Heron-Allen claimed to have been so disturbed that he had surrounded the amethyst with supposedly protective charms and sealed it inside seven boxes before leaving it to the museum in his will. His letter concluded: “Whoever shall then open it, shall first read out this warning, and then do as he pleases with the jewel. My advice to him or her is to cast it into the sea.” While they were sceptical, Tandy and his colleagues agreed to keep quiet about the curse.
The jewel might have remained hidden if its remarkable story had not caught the imagination of staff working to relaunch the museum’s public mineral gallery, the Vault. On Wednesday, the Delhi Purple Sapphire will go on permanent display at the museum, complete with a label declaring its reputation as “trebly accursed”.
A supernatural tale might seem to sit a little uneasily in one of the world’s great scientific institutions. But according to Alan Hart, head of collections in the mineralogy department, such narratives give the collection a cultural dimension that appeals to visitors.
“People ascribe precious stones with all sorts of legends. All it needs is for one owner to declare it to be cursed or lucky and the story will remain with the stone as it is passed from person to person through history,” he says.
But that the Delhi Purple Sapphire was cursed was never doubted by Heron-Allen’s family. Ivor Jones, his grandson, a 77-year-old former naval officer, refuses to handle the jewel.
“My mother certainly wouldn’t touch it and she recommended that we didn’t either because of the curse,” he says. Heron-Allen was one of the most remarkable individuals ever associated with the Natural History Museum. Independently wealthy, he trained as a solicitor while simultaneously learning the art of violin-making – his book on the history of the instrument, published in 1884, is still in print. He studied Persian and wrote a prose translation of The Rubaiyat of Omar Khayyam. But it was as a scientist that he forged the strong bond with the museum that would ultimately see the cursed amethyst wind up in South Kensington.
He had a lifelong fascination with foraminifera, single-celled aquatic organisms that create exquisite, shells and by the time he died in 1943 he had already given the museum the world’s finest library of works on the subject.
But later that year a box arrived that nobody had been expecting. The accompanying note, written by Heron-Allen told the story of the Delhi Purple Sapphire.
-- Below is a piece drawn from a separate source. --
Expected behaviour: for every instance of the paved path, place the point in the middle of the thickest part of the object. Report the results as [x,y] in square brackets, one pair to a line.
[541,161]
It had, Heron-Allen said, been brought to the UK by a Bengal cavalryman Colonel W Ferris after being looted from the Temple of Indra in Cawnpore – now Kanpur – during the Indian Mutiny in 1857. The soldier thereafter lost money and health, his son doing likewise after inheriting it. A family friend who possessed it for a short time committed suicide.
Heron-Allen was given the stone in 1890 and was immediately beset by misfortunes. He twice gave the stone to friends who had asked for it – one “was thereupon overwhelmed by every possible disaster”, the other, a singer, found “her voice was dead and gone and she has never sung since”.
He even claimed to have thrown the amethyst into Regent’s Canal only for it to be returned to him three months later by a dealer who had bought it from a dredger.
In 1904 he had had enough. He declared: “I feel that it is exerting a baleful influence over my newborn daughter”, had it shipped to his bankers with instructions that it be locked away till after his death. It might sound farfetched but even scientists are not immune to the story’s power. Seven years ago John Whittaker, former head of micropalaeontology at the Natural History Museum, took the amethyst to the first annual symposium of the Heron-Allen Society, an organisation founded to discuss the man’s life.
On the way home, he says, “the sky turned black and we were overtaken by the most horrific thunderstorm I’ve ever experienced. It was so bad we considered abandoning the car and my wife was shouting, ‘Why did you bring that damned thing?’ ” Whittaker was taken violently ill with a stomach bug the night before the second symposium and he missed the third when he developed a kidney stone. The fourth symposium, in 2004, was held at the museum. “We were all a bit apprehensive on the eve of that meeting,” he says.